- Court: High Court of Australia
- Full case name: Williams v Commonwealth of Australia
- Decided: 19 June 2014
- Citations: [2014] HCA 23; 252 CLR 416

Case history
- Prior actions: Williams v Commonwealth of Australia [2012] HCA 23; 248 CLR 156

Court membership
- Judges sitting: French CJ, Hayne, Crennan, Kiefel, Bell and Keane JJ

= Williams v Commonwealth (No 2) =

2014 Australian constitutional law case

Williams v Commonwealth of Australia [2014] HCA 23 (also known as Williams (No 2)) judgment of the High Court. It is related to executive prerogative and spending in relation to the Australian Government's National School Chaplaincy Programme.

==Background==
Following the decision in Williams v Commonwealth (Williams (No 1)), the Commonwealth enacted the Financial Framework Legislation Amendment Act (No 3) in an attempt to validate the National School Chaplaincy Programme and other similar Commonwealth spending programs.

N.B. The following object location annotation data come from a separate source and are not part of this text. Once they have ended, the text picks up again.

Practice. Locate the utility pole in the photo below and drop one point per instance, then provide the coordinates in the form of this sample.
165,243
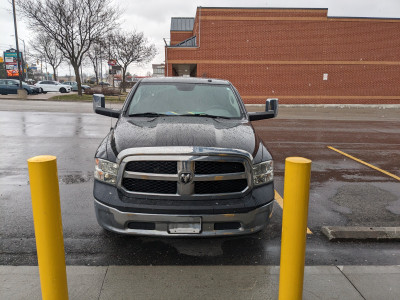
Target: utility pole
26,73
16,42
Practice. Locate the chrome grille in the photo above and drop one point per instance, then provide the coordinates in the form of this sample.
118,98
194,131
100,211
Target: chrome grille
215,167
200,174
159,167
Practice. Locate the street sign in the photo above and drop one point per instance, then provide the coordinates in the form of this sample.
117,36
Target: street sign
112,62
11,61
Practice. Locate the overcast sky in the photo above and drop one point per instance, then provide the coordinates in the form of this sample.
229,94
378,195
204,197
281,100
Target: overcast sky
153,17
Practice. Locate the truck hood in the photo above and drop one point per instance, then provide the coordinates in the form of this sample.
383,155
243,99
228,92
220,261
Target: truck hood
184,131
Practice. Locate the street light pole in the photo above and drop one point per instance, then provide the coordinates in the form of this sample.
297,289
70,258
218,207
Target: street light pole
16,42
26,73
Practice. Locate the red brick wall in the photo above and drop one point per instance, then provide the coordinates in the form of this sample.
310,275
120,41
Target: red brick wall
284,54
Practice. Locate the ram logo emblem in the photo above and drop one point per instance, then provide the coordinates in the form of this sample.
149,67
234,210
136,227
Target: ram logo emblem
185,177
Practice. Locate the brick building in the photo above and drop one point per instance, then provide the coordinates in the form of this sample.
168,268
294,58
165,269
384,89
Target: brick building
297,55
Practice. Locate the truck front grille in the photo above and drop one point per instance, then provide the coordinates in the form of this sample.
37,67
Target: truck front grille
149,186
184,175
159,167
219,187
215,167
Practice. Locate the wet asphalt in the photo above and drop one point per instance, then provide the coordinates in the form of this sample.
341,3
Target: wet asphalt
343,192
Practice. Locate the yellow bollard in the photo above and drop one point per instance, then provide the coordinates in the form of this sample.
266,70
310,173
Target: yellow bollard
294,227
48,226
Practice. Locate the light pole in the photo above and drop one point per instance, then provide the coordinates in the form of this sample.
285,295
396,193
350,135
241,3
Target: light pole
16,42
26,73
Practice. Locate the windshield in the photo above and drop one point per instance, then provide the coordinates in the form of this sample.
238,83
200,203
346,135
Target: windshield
185,99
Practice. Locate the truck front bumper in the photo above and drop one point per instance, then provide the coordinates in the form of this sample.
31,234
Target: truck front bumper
182,225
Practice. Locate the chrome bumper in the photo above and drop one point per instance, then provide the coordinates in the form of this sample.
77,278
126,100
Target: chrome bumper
118,221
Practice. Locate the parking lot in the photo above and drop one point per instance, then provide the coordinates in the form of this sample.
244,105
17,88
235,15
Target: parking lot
344,192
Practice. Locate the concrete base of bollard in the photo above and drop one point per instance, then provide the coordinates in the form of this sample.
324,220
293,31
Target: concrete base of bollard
22,93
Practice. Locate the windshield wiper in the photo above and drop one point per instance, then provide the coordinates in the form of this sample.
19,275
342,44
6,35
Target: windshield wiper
147,114
205,115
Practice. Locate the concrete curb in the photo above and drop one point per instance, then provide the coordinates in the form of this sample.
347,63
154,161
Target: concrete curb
335,233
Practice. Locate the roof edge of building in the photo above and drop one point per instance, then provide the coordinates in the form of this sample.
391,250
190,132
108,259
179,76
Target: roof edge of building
367,18
236,7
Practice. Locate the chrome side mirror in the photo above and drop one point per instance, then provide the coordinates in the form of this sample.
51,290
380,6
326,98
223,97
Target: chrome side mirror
271,105
98,101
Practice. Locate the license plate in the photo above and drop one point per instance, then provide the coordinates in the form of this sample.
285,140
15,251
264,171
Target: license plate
186,227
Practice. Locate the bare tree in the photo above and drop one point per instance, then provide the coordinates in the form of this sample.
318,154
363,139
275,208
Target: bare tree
44,47
72,24
128,48
95,56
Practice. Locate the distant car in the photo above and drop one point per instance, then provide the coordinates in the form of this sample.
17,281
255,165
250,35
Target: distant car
11,86
74,85
53,86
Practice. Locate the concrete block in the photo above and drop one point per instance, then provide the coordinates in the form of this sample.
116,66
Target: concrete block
22,94
191,282
334,233
23,282
375,282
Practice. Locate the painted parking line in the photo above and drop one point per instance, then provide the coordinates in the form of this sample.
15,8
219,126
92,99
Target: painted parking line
365,163
279,200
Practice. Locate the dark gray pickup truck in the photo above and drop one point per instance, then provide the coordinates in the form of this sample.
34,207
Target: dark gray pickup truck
183,160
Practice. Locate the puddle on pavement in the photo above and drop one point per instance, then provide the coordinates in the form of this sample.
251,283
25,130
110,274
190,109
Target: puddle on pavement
367,205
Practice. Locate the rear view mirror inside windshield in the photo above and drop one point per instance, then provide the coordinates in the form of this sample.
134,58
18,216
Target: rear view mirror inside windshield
184,87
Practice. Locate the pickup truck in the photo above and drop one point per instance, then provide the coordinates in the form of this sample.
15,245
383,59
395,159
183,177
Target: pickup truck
183,160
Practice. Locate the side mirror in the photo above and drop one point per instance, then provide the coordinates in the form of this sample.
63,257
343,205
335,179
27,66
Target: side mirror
272,105
271,111
99,104
98,101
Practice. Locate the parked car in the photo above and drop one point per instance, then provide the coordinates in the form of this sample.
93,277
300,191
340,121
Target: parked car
53,86
11,86
183,159
74,85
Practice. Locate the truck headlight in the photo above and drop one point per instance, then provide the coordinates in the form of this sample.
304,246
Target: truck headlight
105,170
263,172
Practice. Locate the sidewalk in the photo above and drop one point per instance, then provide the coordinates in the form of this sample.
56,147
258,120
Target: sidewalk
205,282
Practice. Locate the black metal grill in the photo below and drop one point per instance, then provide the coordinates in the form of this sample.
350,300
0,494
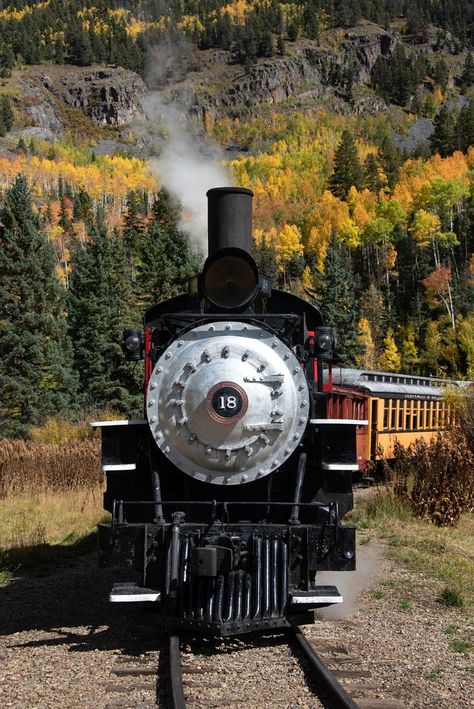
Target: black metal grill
258,591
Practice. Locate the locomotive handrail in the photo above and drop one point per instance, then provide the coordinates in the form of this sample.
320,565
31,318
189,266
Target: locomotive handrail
118,505
230,316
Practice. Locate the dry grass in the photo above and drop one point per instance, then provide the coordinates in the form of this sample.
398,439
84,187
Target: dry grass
42,467
445,553
435,479
50,496
39,531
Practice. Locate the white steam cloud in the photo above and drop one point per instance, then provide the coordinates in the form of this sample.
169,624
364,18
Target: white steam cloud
187,165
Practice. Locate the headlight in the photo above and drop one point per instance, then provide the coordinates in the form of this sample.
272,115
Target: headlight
132,344
325,342
230,279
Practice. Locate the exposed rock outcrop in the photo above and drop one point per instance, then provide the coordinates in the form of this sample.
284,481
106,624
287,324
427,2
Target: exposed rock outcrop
308,72
110,96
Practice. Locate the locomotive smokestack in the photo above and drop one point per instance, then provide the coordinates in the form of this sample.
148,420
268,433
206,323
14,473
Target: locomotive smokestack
229,212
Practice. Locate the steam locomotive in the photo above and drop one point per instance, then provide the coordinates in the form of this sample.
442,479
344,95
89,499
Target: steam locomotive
227,499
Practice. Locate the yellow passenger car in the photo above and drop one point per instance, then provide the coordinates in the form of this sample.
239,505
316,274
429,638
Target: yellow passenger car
399,407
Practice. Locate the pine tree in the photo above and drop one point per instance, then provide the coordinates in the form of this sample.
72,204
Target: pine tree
6,112
443,140
367,358
389,360
133,228
390,160
101,307
265,257
36,379
82,207
347,168
408,350
91,314
372,174
338,304
166,258
467,78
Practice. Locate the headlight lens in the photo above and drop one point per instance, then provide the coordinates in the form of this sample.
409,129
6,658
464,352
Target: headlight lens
230,280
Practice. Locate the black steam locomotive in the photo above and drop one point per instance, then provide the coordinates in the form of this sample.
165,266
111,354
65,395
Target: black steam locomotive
227,499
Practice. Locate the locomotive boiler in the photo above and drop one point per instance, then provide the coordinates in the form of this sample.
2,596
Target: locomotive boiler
226,499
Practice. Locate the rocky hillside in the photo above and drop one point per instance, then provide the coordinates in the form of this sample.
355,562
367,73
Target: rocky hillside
333,73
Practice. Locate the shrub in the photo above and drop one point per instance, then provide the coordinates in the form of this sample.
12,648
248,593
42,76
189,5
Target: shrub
450,597
435,478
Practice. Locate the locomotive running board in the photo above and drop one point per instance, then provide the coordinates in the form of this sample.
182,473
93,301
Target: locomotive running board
320,596
132,593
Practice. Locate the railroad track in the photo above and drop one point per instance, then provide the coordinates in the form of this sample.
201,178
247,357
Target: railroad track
184,674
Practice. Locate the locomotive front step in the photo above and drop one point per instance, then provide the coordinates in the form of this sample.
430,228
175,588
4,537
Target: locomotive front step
320,596
132,593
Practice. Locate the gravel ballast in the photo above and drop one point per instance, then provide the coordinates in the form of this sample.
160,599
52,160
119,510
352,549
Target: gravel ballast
60,639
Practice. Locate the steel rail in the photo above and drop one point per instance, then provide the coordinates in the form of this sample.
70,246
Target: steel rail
177,700
335,693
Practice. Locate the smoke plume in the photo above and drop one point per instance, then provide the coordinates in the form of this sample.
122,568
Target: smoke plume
187,165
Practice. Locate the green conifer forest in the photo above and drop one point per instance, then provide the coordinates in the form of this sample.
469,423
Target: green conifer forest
364,192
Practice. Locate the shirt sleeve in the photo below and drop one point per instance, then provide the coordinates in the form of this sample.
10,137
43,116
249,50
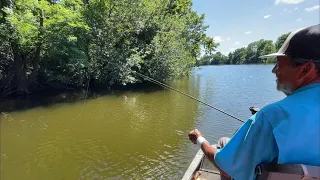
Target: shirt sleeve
250,146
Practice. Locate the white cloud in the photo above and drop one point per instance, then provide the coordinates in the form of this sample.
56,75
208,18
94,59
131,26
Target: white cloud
288,1
218,39
225,53
267,16
312,8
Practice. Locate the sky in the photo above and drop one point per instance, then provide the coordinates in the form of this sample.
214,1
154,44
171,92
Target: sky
236,23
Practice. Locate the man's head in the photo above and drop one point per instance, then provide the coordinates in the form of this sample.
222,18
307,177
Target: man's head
298,60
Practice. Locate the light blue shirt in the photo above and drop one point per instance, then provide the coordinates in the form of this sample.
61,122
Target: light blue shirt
288,129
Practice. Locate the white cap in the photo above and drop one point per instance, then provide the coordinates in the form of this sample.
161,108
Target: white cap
284,47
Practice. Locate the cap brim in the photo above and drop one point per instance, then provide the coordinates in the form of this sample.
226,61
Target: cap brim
273,55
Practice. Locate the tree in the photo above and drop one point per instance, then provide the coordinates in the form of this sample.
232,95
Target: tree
281,40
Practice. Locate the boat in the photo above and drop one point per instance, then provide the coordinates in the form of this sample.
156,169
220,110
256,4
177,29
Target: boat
201,169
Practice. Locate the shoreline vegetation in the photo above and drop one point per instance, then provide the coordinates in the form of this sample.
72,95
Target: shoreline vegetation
246,55
73,44
62,45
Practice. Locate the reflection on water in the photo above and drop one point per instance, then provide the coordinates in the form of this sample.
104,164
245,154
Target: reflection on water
127,135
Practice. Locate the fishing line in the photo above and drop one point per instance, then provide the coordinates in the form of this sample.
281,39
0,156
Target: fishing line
185,94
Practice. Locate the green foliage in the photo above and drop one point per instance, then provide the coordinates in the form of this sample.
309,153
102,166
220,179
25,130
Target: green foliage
281,40
101,41
248,55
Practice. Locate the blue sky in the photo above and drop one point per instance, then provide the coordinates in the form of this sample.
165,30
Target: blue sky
236,23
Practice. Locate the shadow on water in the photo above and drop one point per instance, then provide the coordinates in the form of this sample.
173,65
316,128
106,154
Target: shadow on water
49,98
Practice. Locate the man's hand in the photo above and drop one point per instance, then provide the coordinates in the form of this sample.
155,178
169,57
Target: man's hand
194,134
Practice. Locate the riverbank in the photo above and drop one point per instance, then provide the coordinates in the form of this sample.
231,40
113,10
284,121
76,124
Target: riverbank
46,96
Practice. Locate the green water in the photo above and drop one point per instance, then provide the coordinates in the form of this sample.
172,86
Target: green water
130,134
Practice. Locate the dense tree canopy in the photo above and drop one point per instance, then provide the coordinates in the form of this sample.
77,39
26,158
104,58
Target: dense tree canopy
246,55
97,42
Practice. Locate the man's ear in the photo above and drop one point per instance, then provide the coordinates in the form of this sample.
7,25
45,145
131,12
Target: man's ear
306,70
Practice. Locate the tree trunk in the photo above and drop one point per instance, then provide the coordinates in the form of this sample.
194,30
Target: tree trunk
20,71
36,61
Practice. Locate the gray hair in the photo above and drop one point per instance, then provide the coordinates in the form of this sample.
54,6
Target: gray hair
299,61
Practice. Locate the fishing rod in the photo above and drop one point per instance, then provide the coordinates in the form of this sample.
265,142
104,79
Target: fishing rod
185,94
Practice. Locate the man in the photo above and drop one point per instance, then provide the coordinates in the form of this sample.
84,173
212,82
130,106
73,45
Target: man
287,131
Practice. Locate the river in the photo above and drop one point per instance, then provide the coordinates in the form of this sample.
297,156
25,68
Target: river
128,134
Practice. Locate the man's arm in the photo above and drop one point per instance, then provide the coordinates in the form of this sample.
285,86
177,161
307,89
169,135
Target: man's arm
207,149
251,145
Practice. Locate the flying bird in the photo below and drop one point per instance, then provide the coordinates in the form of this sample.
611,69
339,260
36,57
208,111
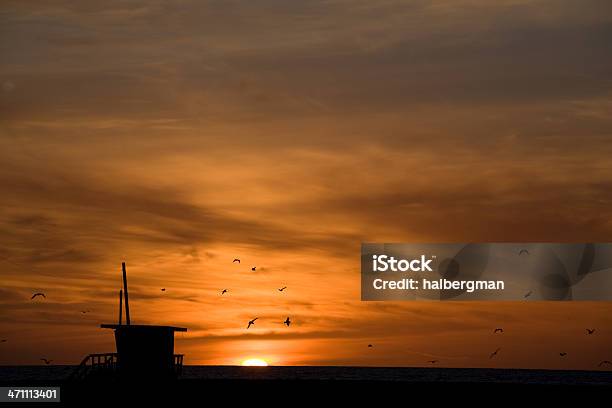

Mr Williams brought new proceedings in the High Court challenging the validity of the legislation's provisions and regulations, in particular, s 32B of the Financial Management and Accountability Act 1997 (Cth) (FMA Act), Part 5AA and Schedule 1AA of the Financial Management and Accountability Regulations 1997 (FMA Regulations) and item 9 of Schedule 1 to the Financial Framework Legislation Amendment Act (No 3) 2012 (the Financial Framework Amendment Act).

==Judgment==
The High Court unanimously upheld Mr Williams's challenge that the relevant provisions of the Financial Framework Legislation Amendment Act were invalid as they extended beyond the scope of Parliament's power under the Constitution.

The High Court rejected arguments by the Commonwealth that the provisions were valid as laws incidental to the powers to spend and to enter into contracts, finding that the laws needed to be grounded in a separate head of legislative power.